In verses 9-12, Paul continues explaining how Christians should live. Now he is not talking about what we must not do, but what we must do. Paul speaks of the brotherly love that the church of Thessalonica shows in an exemplary way. God has given the Christians of Thessalonica the Holy Spirit. The Spirit of God causes love to grow in the church. This is how God himself has taught the church. Love for brothers and sisters of faith is not limited to the Thessalonian Christians’ own congregation, but they also show love for members of other congregations. We are not told how they were doing it. Paul speaks only in general about showing love. For the recipients of the letter, this has certainly been enough; they understood what Paul means.

The recognition that the Thessalonians receive from Paul does not mean that the church would have become perfect in showing love. There is still room for improvement. We will never become perfect in this world. The good fight for the better will continue until death; only when we arrive in heaven is imperfection gone.

In the church of Thessalonica there were members who despised work. They thought it was much finer to act as spiritual leaders of the church and devote themselves so entirely to serving God that there was no time left to earn their living. However, those who thought so did not live without food, housing, and clothing, but others had to pay these for them. Paul wants to put an end to this kind of Christianity. The Christians must provide for themselves, and no one has the right to live at the expense of others. Nothing is more valuable than the fact that a Christian carries out his daily work conscientiously. We should not misunderstand Paul's teaching. If some people are unable to support themselves e.g., due to old age, illness, or unemployment, they can, of course, receive help from others. Nor does Paul teach that there should not be any church members who do only spiritual work and receive their salary from other members of the church. Paul clearly states that those who are in the ministry of the word should get their living from their work (1 Cor. 9:14).
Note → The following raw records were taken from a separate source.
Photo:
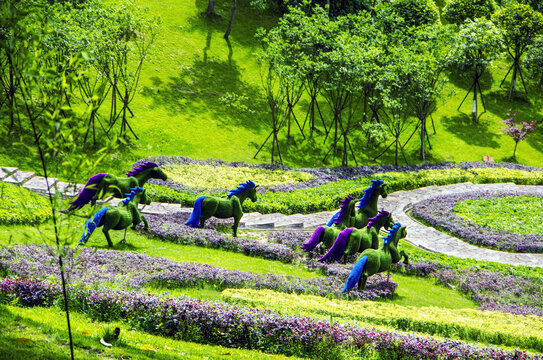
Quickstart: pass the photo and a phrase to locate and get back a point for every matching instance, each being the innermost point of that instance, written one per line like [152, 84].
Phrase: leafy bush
[464, 324]
[524, 214]
[234, 326]
[417, 12]
[21, 206]
[438, 212]
[205, 176]
[457, 11]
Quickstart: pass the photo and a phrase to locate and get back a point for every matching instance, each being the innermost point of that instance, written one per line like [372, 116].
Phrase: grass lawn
[40, 334]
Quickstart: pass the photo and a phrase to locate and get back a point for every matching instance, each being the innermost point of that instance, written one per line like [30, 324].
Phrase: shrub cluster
[234, 326]
[21, 206]
[464, 324]
[494, 286]
[136, 270]
[330, 185]
[438, 212]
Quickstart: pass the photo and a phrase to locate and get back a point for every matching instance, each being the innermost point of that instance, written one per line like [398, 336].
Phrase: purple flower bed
[170, 227]
[235, 326]
[324, 175]
[438, 212]
[93, 266]
[492, 290]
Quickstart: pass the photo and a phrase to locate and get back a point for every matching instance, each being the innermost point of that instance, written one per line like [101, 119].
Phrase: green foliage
[21, 206]
[417, 12]
[457, 11]
[211, 177]
[524, 214]
[465, 324]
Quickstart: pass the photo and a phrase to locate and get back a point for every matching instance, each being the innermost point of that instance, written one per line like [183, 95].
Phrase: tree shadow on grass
[198, 89]
[473, 134]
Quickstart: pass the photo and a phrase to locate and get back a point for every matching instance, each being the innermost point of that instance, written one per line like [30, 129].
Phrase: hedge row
[326, 197]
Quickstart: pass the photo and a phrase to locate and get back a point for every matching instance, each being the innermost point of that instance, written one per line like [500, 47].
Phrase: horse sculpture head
[248, 189]
[377, 187]
[383, 218]
[346, 211]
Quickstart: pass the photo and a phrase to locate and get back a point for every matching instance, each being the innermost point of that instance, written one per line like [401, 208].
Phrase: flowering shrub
[136, 270]
[465, 324]
[330, 185]
[235, 326]
[438, 212]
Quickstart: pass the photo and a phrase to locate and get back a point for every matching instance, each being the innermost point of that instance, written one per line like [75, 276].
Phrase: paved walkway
[399, 203]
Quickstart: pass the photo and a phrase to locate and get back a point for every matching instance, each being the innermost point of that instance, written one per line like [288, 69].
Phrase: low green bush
[465, 324]
[21, 206]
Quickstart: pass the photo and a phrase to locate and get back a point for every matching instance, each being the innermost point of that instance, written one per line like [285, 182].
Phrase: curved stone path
[399, 203]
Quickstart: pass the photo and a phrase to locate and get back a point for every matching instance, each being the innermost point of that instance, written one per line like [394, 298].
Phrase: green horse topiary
[373, 261]
[126, 213]
[351, 240]
[101, 184]
[326, 235]
[367, 208]
[208, 206]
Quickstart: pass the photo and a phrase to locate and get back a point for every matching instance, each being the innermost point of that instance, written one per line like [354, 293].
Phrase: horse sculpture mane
[375, 220]
[392, 233]
[343, 209]
[142, 167]
[368, 192]
[133, 192]
[241, 188]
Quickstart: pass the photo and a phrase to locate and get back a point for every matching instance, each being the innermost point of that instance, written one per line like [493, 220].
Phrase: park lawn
[40, 333]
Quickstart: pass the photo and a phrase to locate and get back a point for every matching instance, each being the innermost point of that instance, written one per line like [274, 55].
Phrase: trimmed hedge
[21, 206]
[326, 197]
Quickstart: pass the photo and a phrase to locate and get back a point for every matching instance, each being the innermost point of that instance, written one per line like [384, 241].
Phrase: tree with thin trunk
[520, 25]
[477, 43]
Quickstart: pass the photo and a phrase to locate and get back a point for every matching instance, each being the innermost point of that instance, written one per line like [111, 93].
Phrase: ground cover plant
[464, 324]
[439, 212]
[524, 213]
[205, 322]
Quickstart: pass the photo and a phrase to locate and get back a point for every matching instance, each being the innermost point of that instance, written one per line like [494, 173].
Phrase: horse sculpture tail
[338, 248]
[87, 193]
[355, 274]
[332, 219]
[194, 219]
[91, 225]
[313, 240]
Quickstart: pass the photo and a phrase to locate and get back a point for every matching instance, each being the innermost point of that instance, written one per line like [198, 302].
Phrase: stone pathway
[399, 203]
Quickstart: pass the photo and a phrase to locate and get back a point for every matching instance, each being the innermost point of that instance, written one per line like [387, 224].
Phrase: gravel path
[399, 203]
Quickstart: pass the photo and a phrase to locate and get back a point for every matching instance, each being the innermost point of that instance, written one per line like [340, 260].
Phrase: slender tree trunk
[231, 22]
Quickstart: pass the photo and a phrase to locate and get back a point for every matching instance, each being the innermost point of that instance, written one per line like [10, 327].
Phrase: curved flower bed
[93, 266]
[235, 326]
[438, 212]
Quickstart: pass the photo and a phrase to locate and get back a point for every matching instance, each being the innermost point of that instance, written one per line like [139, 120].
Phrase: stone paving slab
[39, 185]
[19, 177]
[6, 171]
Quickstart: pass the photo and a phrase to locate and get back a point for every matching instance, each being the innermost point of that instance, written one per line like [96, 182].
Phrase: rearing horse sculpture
[327, 234]
[351, 240]
[101, 184]
[208, 206]
[373, 261]
[126, 213]
[367, 207]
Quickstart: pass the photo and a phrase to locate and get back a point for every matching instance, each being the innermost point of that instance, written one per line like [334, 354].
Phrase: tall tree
[477, 43]
[520, 25]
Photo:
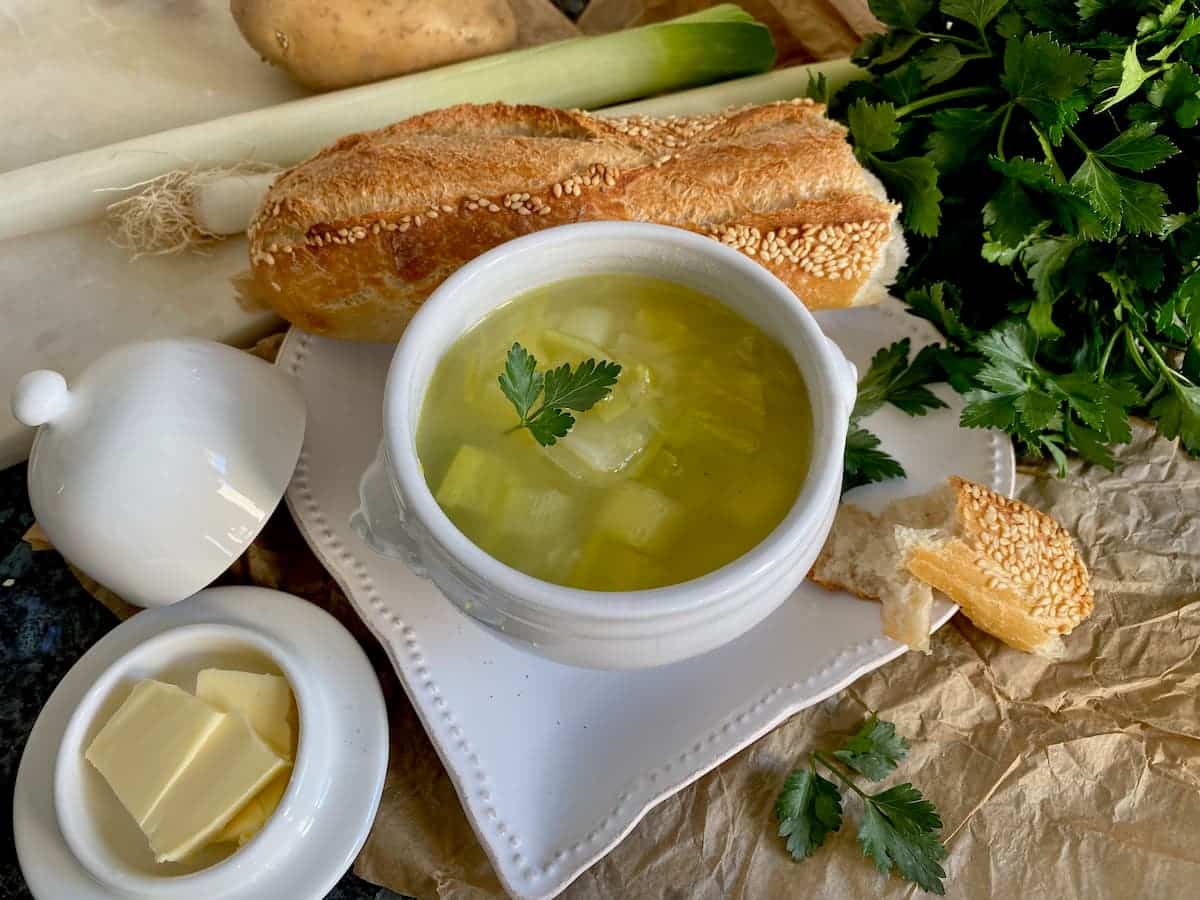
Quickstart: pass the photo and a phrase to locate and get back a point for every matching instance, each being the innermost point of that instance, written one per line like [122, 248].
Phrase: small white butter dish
[76, 840]
[105, 837]
[156, 467]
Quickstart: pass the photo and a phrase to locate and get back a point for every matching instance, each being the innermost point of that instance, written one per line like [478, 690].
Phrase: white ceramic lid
[156, 467]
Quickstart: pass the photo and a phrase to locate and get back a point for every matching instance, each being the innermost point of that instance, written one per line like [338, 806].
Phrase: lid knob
[40, 397]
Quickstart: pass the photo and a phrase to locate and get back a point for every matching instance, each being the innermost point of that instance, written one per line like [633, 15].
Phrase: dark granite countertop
[52, 622]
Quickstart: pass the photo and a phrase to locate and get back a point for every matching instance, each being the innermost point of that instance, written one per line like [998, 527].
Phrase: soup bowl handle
[846, 378]
[381, 519]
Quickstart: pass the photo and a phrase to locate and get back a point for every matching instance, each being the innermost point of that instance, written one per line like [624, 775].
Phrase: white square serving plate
[515, 730]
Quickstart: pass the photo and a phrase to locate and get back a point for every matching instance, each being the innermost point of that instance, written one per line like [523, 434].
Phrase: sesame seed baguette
[349, 243]
[1013, 570]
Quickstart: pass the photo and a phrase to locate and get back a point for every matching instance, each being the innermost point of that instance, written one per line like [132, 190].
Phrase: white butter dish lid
[156, 467]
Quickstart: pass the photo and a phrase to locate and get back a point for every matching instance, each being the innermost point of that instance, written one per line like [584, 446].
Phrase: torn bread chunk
[861, 556]
[1013, 570]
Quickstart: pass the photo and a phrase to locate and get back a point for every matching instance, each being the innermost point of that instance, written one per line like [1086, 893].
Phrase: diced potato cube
[636, 383]
[754, 502]
[598, 449]
[606, 564]
[640, 516]
[528, 511]
[562, 348]
[589, 323]
[658, 360]
[477, 481]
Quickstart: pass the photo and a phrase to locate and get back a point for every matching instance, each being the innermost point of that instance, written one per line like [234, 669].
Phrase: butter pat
[144, 749]
[234, 766]
[253, 816]
[263, 699]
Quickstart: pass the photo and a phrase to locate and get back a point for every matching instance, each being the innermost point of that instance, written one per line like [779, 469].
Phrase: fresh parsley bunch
[900, 829]
[1048, 157]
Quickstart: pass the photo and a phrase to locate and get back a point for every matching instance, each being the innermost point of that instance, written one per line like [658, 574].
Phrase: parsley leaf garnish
[808, 809]
[865, 462]
[900, 829]
[875, 750]
[561, 389]
[891, 379]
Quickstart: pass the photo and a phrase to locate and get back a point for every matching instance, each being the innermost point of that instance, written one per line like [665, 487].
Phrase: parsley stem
[1048, 153]
[1179, 379]
[983, 36]
[1003, 131]
[1074, 138]
[1135, 355]
[1108, 349]
[933, 99]
[952, 39]
[819, 756]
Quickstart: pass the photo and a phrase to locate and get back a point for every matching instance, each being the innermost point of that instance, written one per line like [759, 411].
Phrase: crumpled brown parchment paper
[1054, 780]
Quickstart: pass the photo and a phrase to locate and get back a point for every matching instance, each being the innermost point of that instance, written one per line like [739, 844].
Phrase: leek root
[587, 72]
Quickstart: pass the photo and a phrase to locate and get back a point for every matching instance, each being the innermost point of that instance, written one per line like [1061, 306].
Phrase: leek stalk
[588, 72]
[780, 84]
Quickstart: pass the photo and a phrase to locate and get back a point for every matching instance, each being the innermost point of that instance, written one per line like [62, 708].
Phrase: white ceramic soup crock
[617, 629]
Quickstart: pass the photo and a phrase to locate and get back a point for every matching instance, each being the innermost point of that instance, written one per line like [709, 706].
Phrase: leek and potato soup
[694, 457]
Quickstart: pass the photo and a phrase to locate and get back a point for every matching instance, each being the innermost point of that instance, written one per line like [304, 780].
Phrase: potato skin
[336, 43]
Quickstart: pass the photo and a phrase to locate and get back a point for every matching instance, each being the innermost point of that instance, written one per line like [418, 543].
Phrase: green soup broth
[695, 457]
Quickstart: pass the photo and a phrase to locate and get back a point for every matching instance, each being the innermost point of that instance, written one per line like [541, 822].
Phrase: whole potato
[336, 43]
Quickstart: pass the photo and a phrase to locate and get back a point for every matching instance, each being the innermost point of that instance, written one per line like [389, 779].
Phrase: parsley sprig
[899, 831]
[561, 389]
[892, 379]
[1047, 154]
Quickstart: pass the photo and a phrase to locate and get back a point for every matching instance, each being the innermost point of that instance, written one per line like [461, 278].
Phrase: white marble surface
[82, 73]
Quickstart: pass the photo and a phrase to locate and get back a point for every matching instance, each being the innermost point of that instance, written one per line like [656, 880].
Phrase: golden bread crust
[352, 241]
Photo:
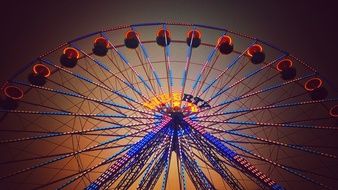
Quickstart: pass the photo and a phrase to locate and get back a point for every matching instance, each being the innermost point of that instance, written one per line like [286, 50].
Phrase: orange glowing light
[131, 34]
[163, 33]
[101, 40]
[334, 111]
[164, 99]
[197, 34]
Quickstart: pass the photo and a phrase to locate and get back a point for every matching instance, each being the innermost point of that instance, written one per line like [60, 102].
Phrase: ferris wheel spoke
[267, 124]
[187, 63]
[153, 172]
[72, 94]
[223, 89]
[275, 106]
[146, 56]
[124, 97]
[200, 74]
[284, 167]
[135, 172]
[71, 154]
[169, 72]
[107, 69]
[167, 162]
[151, 176]
[225, 103]
[229, 154]
[277, 143]
[230, 66]
[77, 132]
[84, 172]
[220, 168]
[113, 170]
[133, 166]
[196, 174]
[124, 60]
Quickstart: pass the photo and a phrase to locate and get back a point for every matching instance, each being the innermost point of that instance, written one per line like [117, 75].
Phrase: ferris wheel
[168, 106]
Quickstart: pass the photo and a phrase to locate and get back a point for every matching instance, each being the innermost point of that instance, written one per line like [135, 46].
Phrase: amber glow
[131, 34]
[197, 34]
[163, 32]
[224, 39]
[334, 111]
[101, 40]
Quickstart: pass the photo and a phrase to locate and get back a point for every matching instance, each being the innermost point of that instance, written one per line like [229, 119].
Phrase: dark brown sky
[307, 29]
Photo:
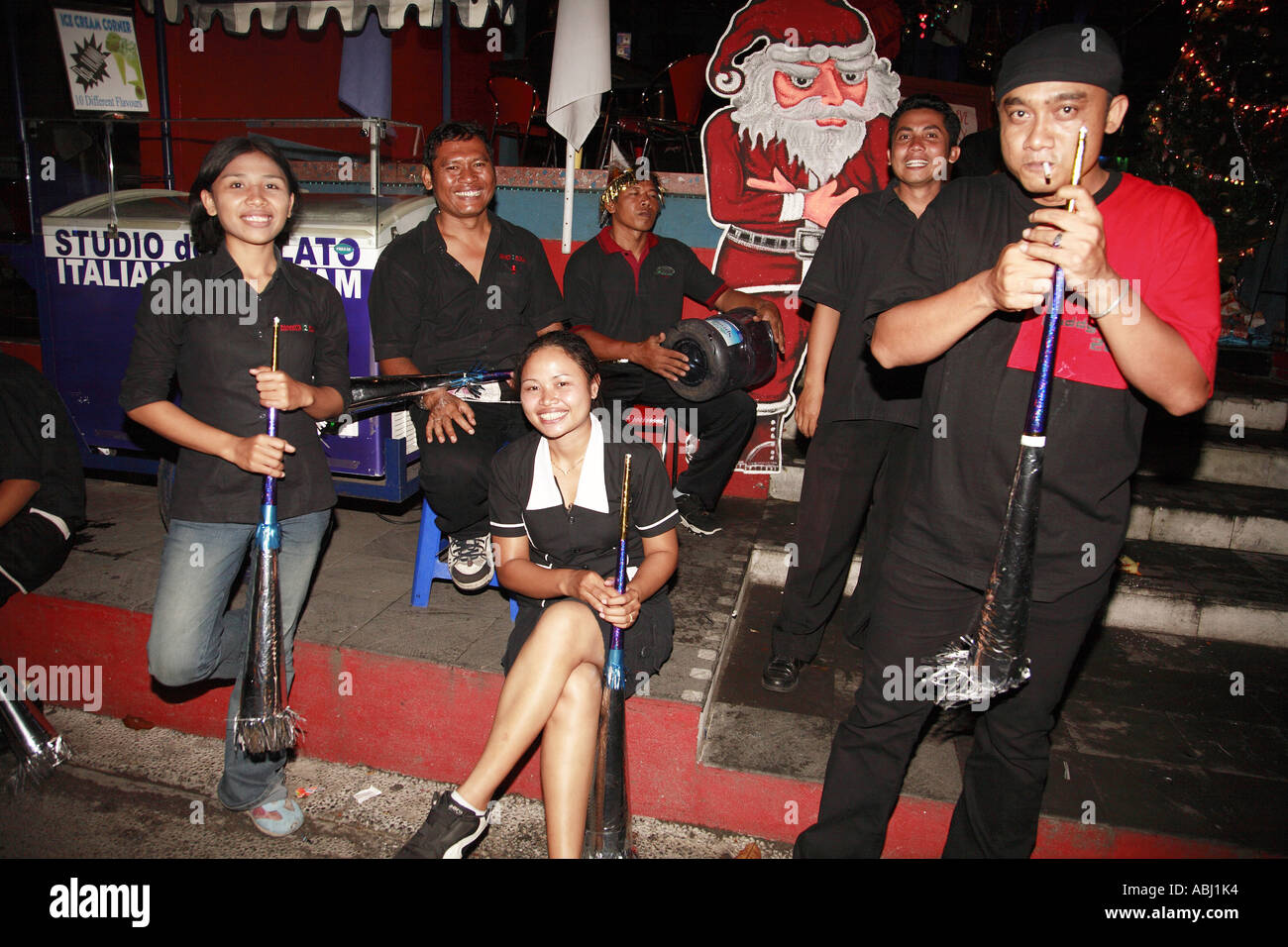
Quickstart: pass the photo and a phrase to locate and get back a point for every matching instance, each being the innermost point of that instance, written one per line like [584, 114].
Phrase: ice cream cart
[98, 253]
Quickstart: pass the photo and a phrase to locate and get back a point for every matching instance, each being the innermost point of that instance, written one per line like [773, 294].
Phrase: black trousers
[850, 464]
[918, 612]
[456, 476]
[722, 427]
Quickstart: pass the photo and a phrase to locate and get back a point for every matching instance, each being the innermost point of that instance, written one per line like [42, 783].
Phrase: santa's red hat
[805, 24]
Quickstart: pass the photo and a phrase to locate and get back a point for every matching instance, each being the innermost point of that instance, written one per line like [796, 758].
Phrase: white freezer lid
[320, 215]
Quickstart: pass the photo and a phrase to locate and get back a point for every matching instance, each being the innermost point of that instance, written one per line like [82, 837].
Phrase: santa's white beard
[822, 150]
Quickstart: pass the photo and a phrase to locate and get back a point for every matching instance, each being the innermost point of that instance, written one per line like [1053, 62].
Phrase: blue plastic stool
[429, 567]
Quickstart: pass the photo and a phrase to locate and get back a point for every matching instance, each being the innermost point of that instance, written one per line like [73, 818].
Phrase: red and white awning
[237, 16]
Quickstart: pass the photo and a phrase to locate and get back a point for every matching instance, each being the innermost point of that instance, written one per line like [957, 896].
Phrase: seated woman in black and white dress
[555, 508]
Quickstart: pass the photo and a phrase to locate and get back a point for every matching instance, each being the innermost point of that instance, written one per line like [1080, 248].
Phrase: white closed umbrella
[579, 77]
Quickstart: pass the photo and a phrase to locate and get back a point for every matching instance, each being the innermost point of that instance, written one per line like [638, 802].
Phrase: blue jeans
[193, 638]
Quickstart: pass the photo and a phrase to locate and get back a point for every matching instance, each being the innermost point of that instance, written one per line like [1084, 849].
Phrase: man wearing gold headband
[623, 290]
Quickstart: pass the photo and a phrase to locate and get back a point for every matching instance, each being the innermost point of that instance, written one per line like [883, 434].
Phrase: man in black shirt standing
[862, 418]
[966, 302]
[623, 290]
[463, 290]
[42, 480]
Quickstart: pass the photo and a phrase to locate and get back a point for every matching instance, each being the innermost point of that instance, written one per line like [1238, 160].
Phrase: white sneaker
[469, 561]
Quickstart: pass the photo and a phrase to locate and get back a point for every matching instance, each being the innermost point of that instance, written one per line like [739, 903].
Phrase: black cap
[1065, 53]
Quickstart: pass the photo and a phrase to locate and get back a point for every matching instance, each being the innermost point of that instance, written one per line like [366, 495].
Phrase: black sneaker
[469, 560]
[695, 515]
[447, 830]
[782, 674]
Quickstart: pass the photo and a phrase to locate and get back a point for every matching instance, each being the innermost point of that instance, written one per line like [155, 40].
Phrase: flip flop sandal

However, not just anyone may become a minister of the word, but it is for those who God and the church have called to take care of the task. In verse 12, Paul sets a high goal for Christians. We must live so that also those outside the church could admit that we are blameless. This is what the apostle means when he speaks of decency towards those outside. At the end of the verse, Paul gives a special instruction: he hopes that Christians will not need anyone’s help. The instruction should be understood on the grounds of what has been said above. A Christian must not live off others.